I'm trying to strip dates from a text file, but everything I have attempted so far returns the entire text file minus the newline and special characters. I've stripped the text file down to a short paragraph for the purposes of checking my code. The contents of the text file are as follows:
03/01/2018
L205:
On-site 7:00 AM, no crew on-site
On-site 11:30 AM crew has excavated for the vessel pad and is watering rock for placement and compaction. Excavation is measured out and meets the requirements including overex on the plans. Off-site 12:00 PM.
CBK-54:
On-site 7:10 AM crew is installing RCP, crew has installed approximately 80 feet from the manhole. Slurry arrives and the manhole is slurried in place. Off-site 8:30 AM
On-site 1:10 PM, crew has installed more RCP and is nearing completion. Soil is holding up well. Off-site 1:40 PM
I'm wanting to strip the date "03/01/2018" from the text file which is named "Daily_Reports.txt" and is stored on my desktop.
The code I've tried so far is as follows:
import datetime
reports = open('C:/Users/onlyn_000/Desktop/Daily_Reports.txt').read()
print(datetime.datetime.strptime(reports, '%m/%d/%Y').date())
I'm really not even sure if this is a proper approach to my problem. I would ultimately like to pull out each sentence/paragraph for each site (L205, CBK-54, etc.) to input into an excel spreadsheet, or even separate text file for each day. I just want to get the date stripping down as a first step. Any input would be greatly appreciated.
EDIT:
The answer to this question was given by mobone below. The code that worked for me is as follows:
import datetime
import re
reports = open('C:/Users/onlyn_000/Desktop/Daily_Reports.txt').read()
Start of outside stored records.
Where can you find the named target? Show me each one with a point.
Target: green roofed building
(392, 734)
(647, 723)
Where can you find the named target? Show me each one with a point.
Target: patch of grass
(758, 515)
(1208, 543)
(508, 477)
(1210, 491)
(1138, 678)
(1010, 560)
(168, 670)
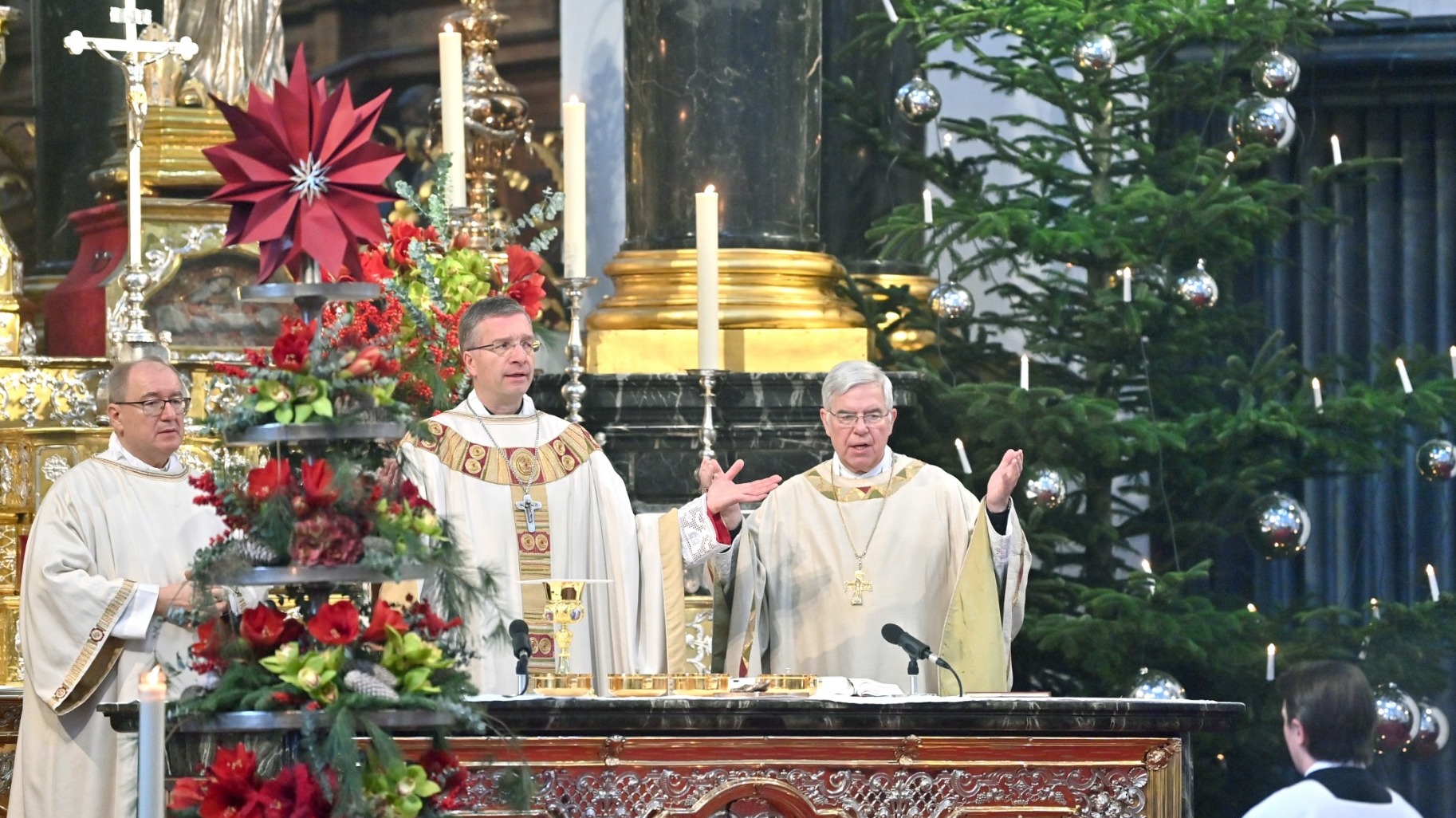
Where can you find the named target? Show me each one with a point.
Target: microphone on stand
(521, 647)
dates = re.findall('[0-9][0-9]\/[0-9][0-9]\/[0-9]*', reports)
for x in dates:
print(datetime.datetime.strptime(x, '%m/%d/%Y').date())
EDIT 2:
For future reader's reference. I also realized that re.findall returns a list and the for loop I wrote only re-formats the dates into a datetime format. I'm not even sure if I even need a datetime format for my application and I may just be able to use the list.
You'll have to look into re.findall('[0-9][0-9]\/[0-9][0-9]\/[0-9]*', reports)
to pull the date string out of the file. And then use strptime to parse it.